Plafond de verre et sexe-symbole …
Confrontée à ses propres désillusions tant son registre est limité et cantonnée à une aura éphémère de sex-symbol qu’elle n’assumera qu’à contrecœur et contre les vents et marées de la célébrité, Clara est victime de l’artificialité de son succès. Les producteurs de Cinecittà, plus ou moins bien intentionnés à son égard, tirent des plans sur cette comète.
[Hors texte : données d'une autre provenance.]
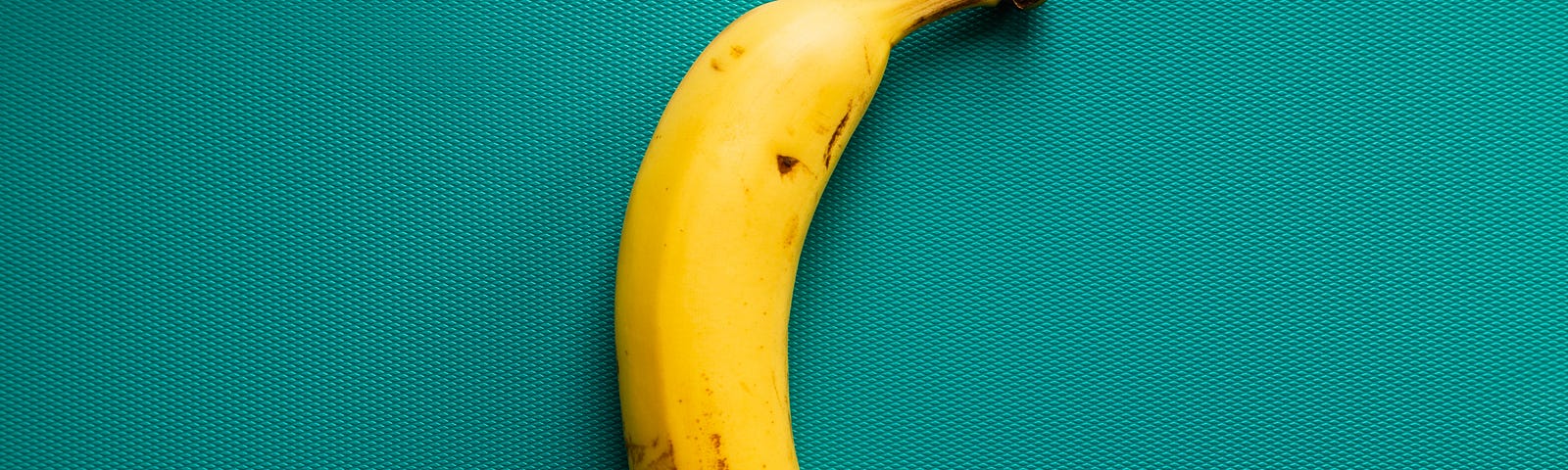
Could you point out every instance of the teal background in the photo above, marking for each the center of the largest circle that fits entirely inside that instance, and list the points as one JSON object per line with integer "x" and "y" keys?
{"x": 1168, "y": 234}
Gonflée de l’importance d’un statut fraîchement acquis et d’un ascendant de pacotille, la star en puissance, tout juste émancipée de ses débuts de starlette, se fraye un chemin contraint à travers la foule compacte des figurants qui font le pied de grue en attendant qu’on les appelle, leur tour venu. L’ambiance est pesante et suinte de toutes parts le glamour de carton-pâte dans cette cour de Cinecitta. Entraînée contre son gré dans une spirale descendante, Clara semble acquiescer à son sort. Sans se départir de son vernis passablement écaillé, elle oppose une résistance courageuse. Antonioni la lâche aux lions et l’abandonne à un destin cruel et à un sourire figé; révélant par là même la
nature capricieuse du vedettariat.
Selon les standards et canons cinématographiques de l’époque et bien que copieusement censurés, la sensualité ou plus trivialement le sexe à l’écran servent d’alibi. De facto, les femmes dévêtues sont un must pour attirer le public et faire appel à son plus petit dénominateur commun.
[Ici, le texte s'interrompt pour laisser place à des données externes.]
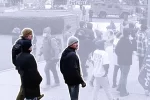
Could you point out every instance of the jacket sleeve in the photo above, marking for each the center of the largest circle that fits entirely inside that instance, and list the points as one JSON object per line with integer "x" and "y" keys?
{"x": 75, "y": 66}
{"x": 33, "y": 73}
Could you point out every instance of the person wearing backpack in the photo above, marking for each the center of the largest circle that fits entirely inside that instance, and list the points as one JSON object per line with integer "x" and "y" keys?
{"x": 50, "y": 51}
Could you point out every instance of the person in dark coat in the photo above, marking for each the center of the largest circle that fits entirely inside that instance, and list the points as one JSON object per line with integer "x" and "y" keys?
{"x": 30, "y": 77}
{"x": 15, "y": 34}
{"x": 124, "y": 51}
{"x": 26, "y": 34}
{"x": 70, "y": 68}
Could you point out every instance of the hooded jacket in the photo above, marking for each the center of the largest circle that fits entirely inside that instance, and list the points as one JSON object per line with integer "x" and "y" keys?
{"x": 30, "y": 77}
{"x": 70, "y": 67}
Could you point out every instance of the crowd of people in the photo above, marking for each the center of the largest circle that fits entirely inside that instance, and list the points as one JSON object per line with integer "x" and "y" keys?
{"x": 86, "y": 45}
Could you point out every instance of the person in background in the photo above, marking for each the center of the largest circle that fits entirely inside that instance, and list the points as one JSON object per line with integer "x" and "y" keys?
{"x": 90, "y": 15}
{"x": 15, "y": 34}
{"x": 30, "y": 77}
{"x": 50, "y": 52}
{"x": 83, "y": 13}
{"x": 67, "y": 34}
{"x": 82, "y": 26}
{"x": 70, "y": 68}
{"x": 124, "y": 50}
{"x": 116, "y": 66}
{"x": 100, "y": 71}
{"x": 99, "y": 35}
{"x": 142, "y": 44}
{"x": 34, "y": 42}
A l’aune de l’industrie du cinéma italien de l’époque, en plein essor, Cinecitta produit près de 300 films annuels. La jeune starlette, ex-vendeuse de vêtements à Milan, se voit catapultée à Rome, au cœur de Cinecittà.
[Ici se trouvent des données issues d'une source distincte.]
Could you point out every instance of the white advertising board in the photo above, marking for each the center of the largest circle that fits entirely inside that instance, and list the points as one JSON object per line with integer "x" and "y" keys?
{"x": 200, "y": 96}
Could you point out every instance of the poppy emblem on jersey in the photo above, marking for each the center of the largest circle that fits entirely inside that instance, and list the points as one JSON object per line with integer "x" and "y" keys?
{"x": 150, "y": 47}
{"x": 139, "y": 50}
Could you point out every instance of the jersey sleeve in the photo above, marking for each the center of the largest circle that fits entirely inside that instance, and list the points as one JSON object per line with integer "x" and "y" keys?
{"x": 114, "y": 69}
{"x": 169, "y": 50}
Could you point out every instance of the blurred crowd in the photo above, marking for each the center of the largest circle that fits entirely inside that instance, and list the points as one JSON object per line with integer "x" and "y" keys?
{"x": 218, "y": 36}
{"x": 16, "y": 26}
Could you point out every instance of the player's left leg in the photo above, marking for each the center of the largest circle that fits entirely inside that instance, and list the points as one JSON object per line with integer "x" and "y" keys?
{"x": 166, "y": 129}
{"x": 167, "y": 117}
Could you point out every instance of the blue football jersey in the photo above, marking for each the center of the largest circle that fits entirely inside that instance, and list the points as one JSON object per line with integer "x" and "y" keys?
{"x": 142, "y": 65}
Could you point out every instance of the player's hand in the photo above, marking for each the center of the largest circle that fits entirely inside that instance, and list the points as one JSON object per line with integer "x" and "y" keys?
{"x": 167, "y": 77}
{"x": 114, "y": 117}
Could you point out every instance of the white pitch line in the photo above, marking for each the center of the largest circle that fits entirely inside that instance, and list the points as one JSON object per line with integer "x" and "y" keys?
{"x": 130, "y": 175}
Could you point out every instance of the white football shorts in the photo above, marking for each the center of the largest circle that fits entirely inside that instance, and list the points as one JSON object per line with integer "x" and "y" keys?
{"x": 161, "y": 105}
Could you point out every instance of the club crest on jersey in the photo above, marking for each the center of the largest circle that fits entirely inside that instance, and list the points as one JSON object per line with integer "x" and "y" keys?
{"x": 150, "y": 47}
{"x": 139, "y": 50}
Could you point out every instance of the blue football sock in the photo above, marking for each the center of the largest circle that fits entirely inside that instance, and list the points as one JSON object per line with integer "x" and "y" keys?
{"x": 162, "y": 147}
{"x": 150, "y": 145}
Les coulisses de Cinecittà : un univers impitoyable où le glamour n’est que stuc et carton-pâte à l’instar des décors..
Volontariste, elle évolue dans un monde frelaté où ses homologues masculins sont dociles, à mille lieues des mâles alphas qu’ils prétendent hypocritement incarner à l’écran. Fraîche émoulue de son premier succès, Clara se laisse séduire par Gianni (Andrea Checchi), un producteur intransigeant. Le mariage à un beau parti est un passage obligé et comme un gage de sécurité quasi inaltérable pour la femme italienne d’extraction modeste en cette période de l’après-guerre où le boom économique pointe le bout de son nez. Le producteur la couve jalousement, qui n’envisage pas une seconde une carrière de sexe-symbole pour sa protégée. A contrario, il l’illustre dans une énième mouture de Jeanne d’Arc qui se révèle être un flop commercial retentissant et dispendieux au surplus.
Désillusionnée et redescendue de son piédestal, Clara s’enferre dans une liaison avec un gigolo diplomate, suavement perfide et cynique à souhait (Ivan Desny) avant qu’elle ne décide d’embrasser, dans toute sa superficialité, la carrière en stuc comme les décors que lui destine Cinecittà. Par un tour du fatum, la fiction recoupe la réalité. Ironie du sort, la photogénie de Clara la condamne à s’atteler à “L’esclave des pyramides” alors qu’elle s’est mise à lire Pirandello dans le texte. Tout comme Hollywood, Cinecittà broie les icônes qu’elle fabrique.